Poetry surpasses painting in the representation of words, and in the representation of actions painting excels poetry; and painting is to poetry as actions are to words, because actions depend on the eye and words on the ear; and thus the senses are in the same proportion one to another as the objects on which they depend; and on this account I consider painting to be superior to poetry. But since those who practised painting were for long ignorant as to how to explain its theory, it lacked advocates for a considerable time; because it does not speak itself, but reveals itself and ends in action, and poetry ends in words, which in its vainglory it employs for self-praise.

Painting is Mute Poetry

14.

What poet will place before thee in words, O lover, the true semblance of thy idea with such truth as will the painter? Who is he who will show thee rivers, woods, valleys and plains, which will recall to thee the pleasures of the past, with greater truth than the painter? And if thou sayest that painting is mute poetry in itself, unless there be some one to speak for it and tell what it represents—seest thou not, then, that thy book is on a lower plane? Because even if it have a man to speak for it, nothing of the subject which is related can be seen, as it is seen when a picture is explained. And the pictures, if the action represented and the mental attributes of the figures are in the true proportion one to another, will be understood in the same way as if they spoke.

15.

Painting is mute poetry, and poetry is blind painting. Therefore these two forms of poetry, or rather these two forms of painting, have exchanged the senses through which they should reach the intellect. Because if they are both of them painting, they must reach the brain by the noblest sense, namely, the eye; if they are both of them poetry, they must reach the brain by the less noble sense, that is, the hearing. Therefore we will appoint the man born deaf to be judge of painting, and the man born blind to be judge of poetry; and if in the painting the movements are appropriate to the mental attributes of the figures which is are engaged in any kind of action, there is no doubt that the deaf man will understand the action and intentions of the figures, but the blind man will never understand what the poet shows, and what constitutes the glory of the poetry; since one of the noblest functions of its art is to describe the deeds and the subjects of stories, and adorned and delectable places with transparent waters in which the green recesses of their course can be seen as the waves disport themselves over meadows and fine pebbles, and the plants which are mingled with them, and the gliding fishes, and similar descriptions, which might just as well be made to a stone as to a man born blind, since he has never seen that which composes the beauty of the world, that is, light, darkness, colour, body, shape, place, distance, propinquity, motion and rest, which are the ten ornaments of nature.
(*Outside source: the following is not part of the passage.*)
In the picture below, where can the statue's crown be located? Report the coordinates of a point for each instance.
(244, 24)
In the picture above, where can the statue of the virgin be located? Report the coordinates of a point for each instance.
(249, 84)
But the deaf man, lacking the less noble sense, although he has at the same time lost the gift of speech, since never having heard words spoken he never has been able to learn any language, will nevertheless perfectly understand every attribute of the human body better than a man who can speak and hear; and likewise he will know the works of painters and what is represented in them, and the action which is appropriate to such figures.

Painting is Mute Poetry

16.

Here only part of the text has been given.